My wife has fished with me on several occassions but had yet to see a musky caught. This fish just hammered a Cowgirl a few cranks after hitting the water. From the strength of the pull I knew it was a musky immediately and yelled for the wife to get the net. It was getting closer as I reeled it in when I finally saw it surface and swim parallel to the boat. I had a pretty good idea this was close to a 50" fish and I was getting pretty excited as my wife was having trouble with the net as part of it was stuck on the boat seat. By this time the musky was now up to the boat and all I could think about was this one getting off the hook as a musky did to us a couple weeks earlier. I then started walking it around the front to keep tension on the line. The fish turned and tried to dive hard as my wife came to the front with the net.

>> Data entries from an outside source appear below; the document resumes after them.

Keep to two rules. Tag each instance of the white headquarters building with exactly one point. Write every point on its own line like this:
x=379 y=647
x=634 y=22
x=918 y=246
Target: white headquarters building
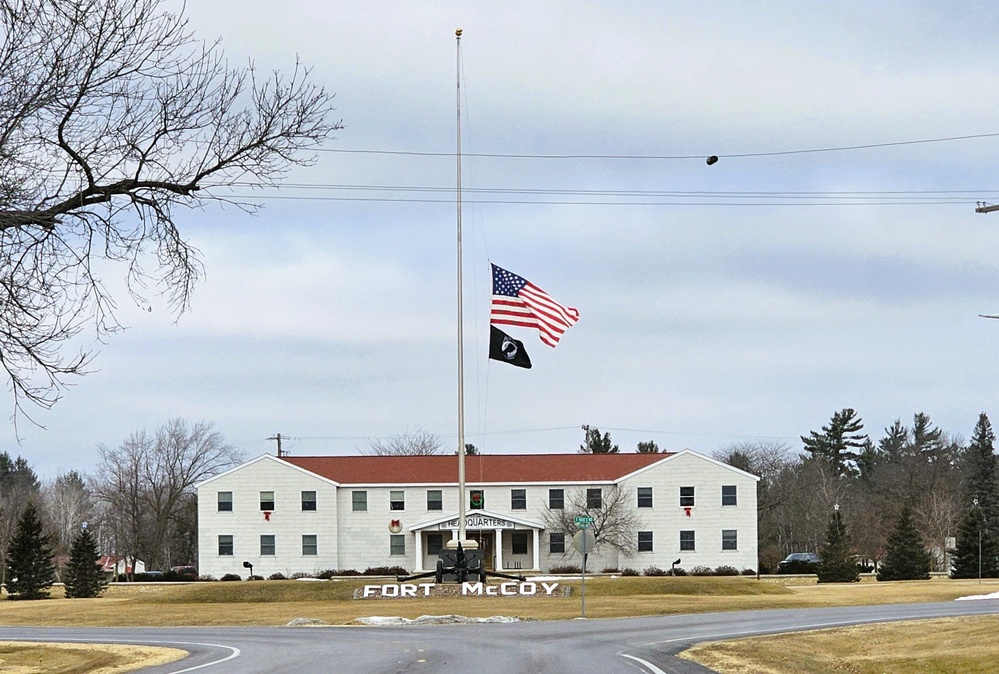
x=304 y=514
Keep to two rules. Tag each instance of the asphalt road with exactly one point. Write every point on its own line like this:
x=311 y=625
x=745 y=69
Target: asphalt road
x=627 y=645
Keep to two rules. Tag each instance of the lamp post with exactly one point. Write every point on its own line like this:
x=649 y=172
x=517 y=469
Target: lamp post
x=974 y=503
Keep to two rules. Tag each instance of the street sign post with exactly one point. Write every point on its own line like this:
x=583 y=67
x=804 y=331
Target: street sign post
x=584 y=541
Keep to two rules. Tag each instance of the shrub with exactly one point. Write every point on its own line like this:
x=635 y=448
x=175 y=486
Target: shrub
x=797 y=566
x=725 y=570
x=566 y=568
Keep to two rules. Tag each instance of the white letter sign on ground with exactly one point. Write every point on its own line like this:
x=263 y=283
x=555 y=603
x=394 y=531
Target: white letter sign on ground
x=466 y=589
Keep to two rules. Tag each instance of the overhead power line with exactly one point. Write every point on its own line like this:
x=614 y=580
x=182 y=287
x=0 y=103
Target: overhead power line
x=605 y=197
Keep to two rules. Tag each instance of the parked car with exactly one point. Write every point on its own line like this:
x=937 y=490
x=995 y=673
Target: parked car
x=799 y=562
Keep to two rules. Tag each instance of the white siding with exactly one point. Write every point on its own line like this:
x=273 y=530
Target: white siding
x=360 y=540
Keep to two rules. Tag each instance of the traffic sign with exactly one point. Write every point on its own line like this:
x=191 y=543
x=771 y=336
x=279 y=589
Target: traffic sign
x=584 y=541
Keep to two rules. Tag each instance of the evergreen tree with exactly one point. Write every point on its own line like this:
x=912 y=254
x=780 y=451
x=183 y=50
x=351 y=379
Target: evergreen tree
x=977 y=550
x=905 y=556
x=29 y=559
x=837 y=565
x=838 y=441
x=84 y=577
x=597 y=443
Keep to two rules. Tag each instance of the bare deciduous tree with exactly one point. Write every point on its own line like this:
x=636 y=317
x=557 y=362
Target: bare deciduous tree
x=147 y=483
x=615 y=522
x=112 y=118
x=420 y=443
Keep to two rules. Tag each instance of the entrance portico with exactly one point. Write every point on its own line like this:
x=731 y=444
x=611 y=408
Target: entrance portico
x=506 y=542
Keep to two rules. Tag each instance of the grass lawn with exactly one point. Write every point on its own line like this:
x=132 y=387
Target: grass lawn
x=279 y=602
x=942 y=646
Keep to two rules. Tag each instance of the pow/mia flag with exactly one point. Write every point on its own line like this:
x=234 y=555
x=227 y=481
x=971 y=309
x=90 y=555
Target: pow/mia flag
x=507 y=349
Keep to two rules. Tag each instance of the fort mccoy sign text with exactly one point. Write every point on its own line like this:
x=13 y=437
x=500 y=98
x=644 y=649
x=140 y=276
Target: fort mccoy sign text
x=508 y=589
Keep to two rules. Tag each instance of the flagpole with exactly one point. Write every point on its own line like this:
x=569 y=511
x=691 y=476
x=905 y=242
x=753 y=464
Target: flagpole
x=461 y=342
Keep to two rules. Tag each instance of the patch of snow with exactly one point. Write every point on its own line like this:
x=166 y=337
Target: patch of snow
x=994 y=595
x=306 y=622
x=434 y=620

I told her to go to the opposite side of the boat and I brought the fish around and it went easily into the net. What a relief....my first fish over 50"! Although the pictures are not the greatest at showing the size, it came in at 50 1/4" on a bump-board. A little skinny for a 50, but I'll take it.


----------



## Shu (Oct 21, 2003)

Nice fish - congrats!! :beer:


----------



## dosch (May 20, 2003)

cool!


----------



## waterwolf (Oct 15, 2003)

Great story
and nice fish 
Congrats :beer:


----------



## njsimonson (Sep 24, 2002)

Oh the tension of stuck nets! Glad it all worked out though. Dandy fish!


----------



## BrianLucky13 (Aug 8, 2005)

Congrates on the 1st over 50!!! Now they will be jumping in the boat for you!!!

Thats a very light colored muskie. Kind of cool looking. In a few weeks she will start putting on the feed bag!!! Fish have been biting real good the last couple weeks!!


----------



## drjongy (Oct 13, 2003)

Thanks...it's quite a relief getting that milestone. Now I just need something a little chunkier to get a replica made.

I do wish the pictures would have turned out a little better on this fish. It does look a lot better when it's on the board.

This was also my first musky with the Cowgirl, believe it or not. I've fished them on and off the last couple years, but now I'll have a little more confidence in this bait.

Going to Vermilion for the first time in a few weeks for my 40th birthday...really looking forward to seeing how big the fish are in that lake!


----------



## BrianLucky13 (Aug 8, 2005)

What dates you going to the Big V??? I'll be going up there too, I think!! Im looking at the first week in November during the full moon!!!


----------



## drjongy (Oct 13, 2003)

We're fishing October 16-18, birthday on 17th. During the new moon. Staying at Spring Bay Resort.


----------